Earlier this year, FDA released draft guidance the pharmaceutical and medical device industries had been awaiting for five years.  But instead of revolutionizing the Agency’s thinking on drug and device promotion, FDA’s social media guidance essentially continued the familiar credo on advertisements—accurate and not misleading, fair balance, substantiation—and ignored some of the central features of social media.  Last week, FDA reopened the comment period for the character-space limited communications and correcting third-party misinformation guidances.  Now companies have until October 29, 2014, to submit comments to FDA.

Our recently released article, “The Revolution Can Wait—Recent Social Media Marketing Guidance from FDA Gives Manufacturers More of the Same,” in BNA’s Medical Devices Law & Industry Report, explores the three draft guidance documents and identifies where FDA held its ground, where it gave a bit, and what questions remain for manufacturers.
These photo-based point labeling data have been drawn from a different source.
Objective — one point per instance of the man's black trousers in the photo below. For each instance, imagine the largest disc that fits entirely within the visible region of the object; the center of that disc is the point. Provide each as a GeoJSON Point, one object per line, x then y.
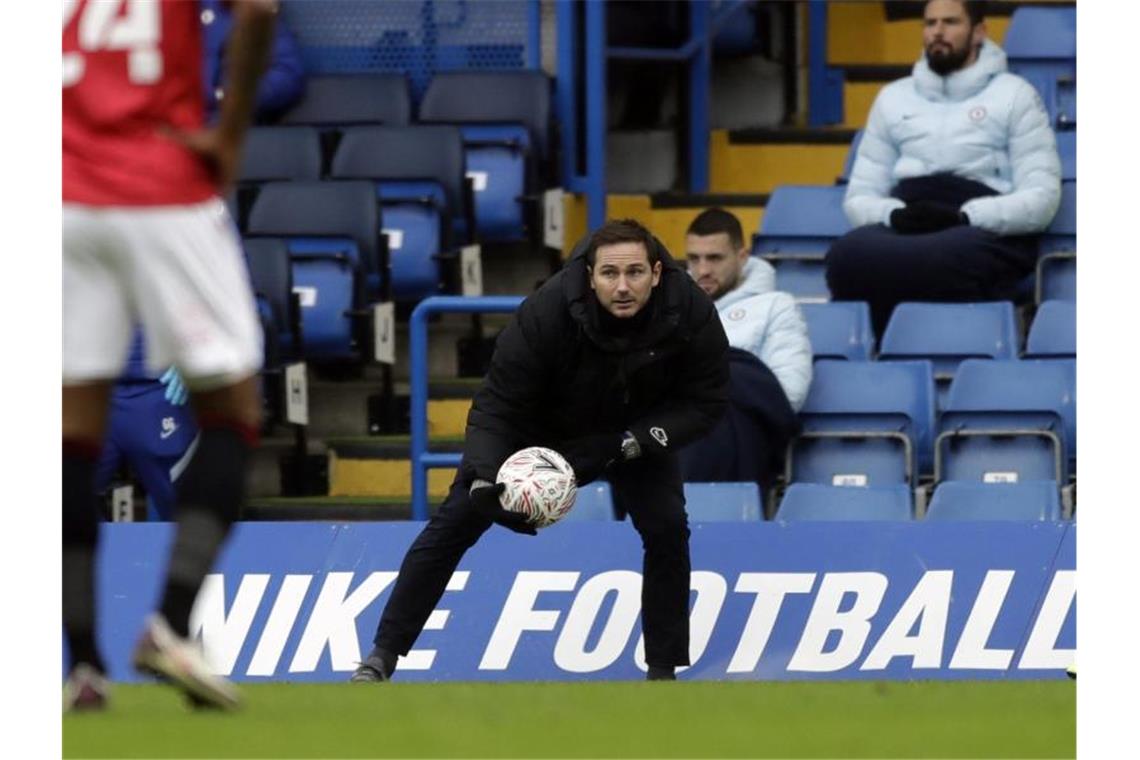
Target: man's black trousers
{"type": "Point", "coordinates": [649, 490]}
{"type": "Point", "coordinates": [884, 267]}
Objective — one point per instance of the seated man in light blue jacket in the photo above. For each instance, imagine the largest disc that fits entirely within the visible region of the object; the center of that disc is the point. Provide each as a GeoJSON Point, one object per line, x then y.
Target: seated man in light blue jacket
{"type": "Point", "coordinates": [770, 360]}
{"type": "Point", "coordinates": [957, 172]}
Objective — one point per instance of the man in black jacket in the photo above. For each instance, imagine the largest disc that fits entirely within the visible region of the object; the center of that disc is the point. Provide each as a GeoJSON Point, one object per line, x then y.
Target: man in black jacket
{"type": "Point", "coordinates": [617, 361]}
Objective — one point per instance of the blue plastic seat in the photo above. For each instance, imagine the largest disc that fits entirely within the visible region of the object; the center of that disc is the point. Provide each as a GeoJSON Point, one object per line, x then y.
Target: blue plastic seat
{"type": "Point", "coordinates": [345, 99]}
{"type": "Point", "coordinates": [864, 423]}
{"type": "Point", "coordinates": [1041, 46]}
{"type": "Point", "coordinates": [594, 504]}
{"type": "Point", "coordinates": [1008, 422]}
{"type": "Point", "coordinates": [271, 277]}
{"type": "Point", "coordinates": [723, 501]}
{"type": "Point", "coordinates": [839, 329]}
{"type": "Point", "coordinates": [1028, 500]}
{"type": "Point", "coordinates": [332, 230]}
{"type": "Point", "coordinates": [1052, 334]}
{"type": "Point", "coordinates": [947, 333]}
{"type": "Point", "coordinates": [809, 501]}
{"type": "Point", "coordinates": [1057, 264]}
{"type": "Point", "coordinates": [505, 122]}
{"type": "Point", "coordinates": [281, 153]}
{"type": "Point", "coordinates": [418, 174]}
{"type": "Point", "coordinates": [798, 226]}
The first shot in this year’s social media salvo turned out to be fairly unremarkable as it set forth FDA’s expectations for submitting interactive promotional media for review.  As expected, a company is responsible for, and must submit, the online information it creates or over which it has influence.  Although FDA indicated that it intends to interpret the scope of a company’s influence broadly — a company is responsible for content “even if the influence is limited in scope” – FDA did not provide much guidance for delineating the scope of a company’s influence.  Therefore companies are left to wonder:

  • Does this include “liking” or “retweeting”?
  • Does it include the online activities of a lone employee?

The next two rounds came in rapid succession, drug and device promotions on character space limited platforms and correcting third-party misinformation.  The character space limitations guidance included examples of compliant social media communications via Twitter and Google sitelinks, which demonstrates that FDA is at least open to the idea of drug and device social media marketing as long as all of the traditional rules are followed.

  • However, what happens when the host site does not always display the entire promotion, such as when Google omits the sitelinks on sponsored advertisements?
  • If the sitelinks contain required risk information for a drug, will the manufacturer be blamed for the omission?

The draft guidance on correcting third-party misinformation elicited another collective shrug of industry’s shoulders.  The new twist comes when companies voluntarily set out to correct information on third-party sites: fair balance is not necessary when making such corrections.  However, to take advantage of this exception, the correction must follow the remaining traditional rules and be narrowly tailored to the misinformation.  Choosing to correct multiple posts in a single forum makes the company responsible for correcting all misinformation in a “clearly defined” portion of the site.

  • But how does the company define the portion of the website it corrects?
  • How does FDA determine whether the company missed an opportunity to correct misinformation within that “clearly defined” portion?
  • Must the company correct all misinformation in the defined portion simultaneously?

The most significant question that remains after the current round of social media guidance is: how will FDA regulate social media endorsements (e.g., “liking” on Facebook)?  FDA did not address this central function of social media platforms which could significantly change the way manufacturers present drug and device advertisements and how consumers interact with them.  FDA is likely working on further guidance to explain how manufacturers may utilize these functions in promotions, but when the industry is likely to see such guidance is unclear.  If you want FDA to fill in this gap, as well as the other we identify in our article, go to regulations.gov and urge FDA to do so sooner rather than later.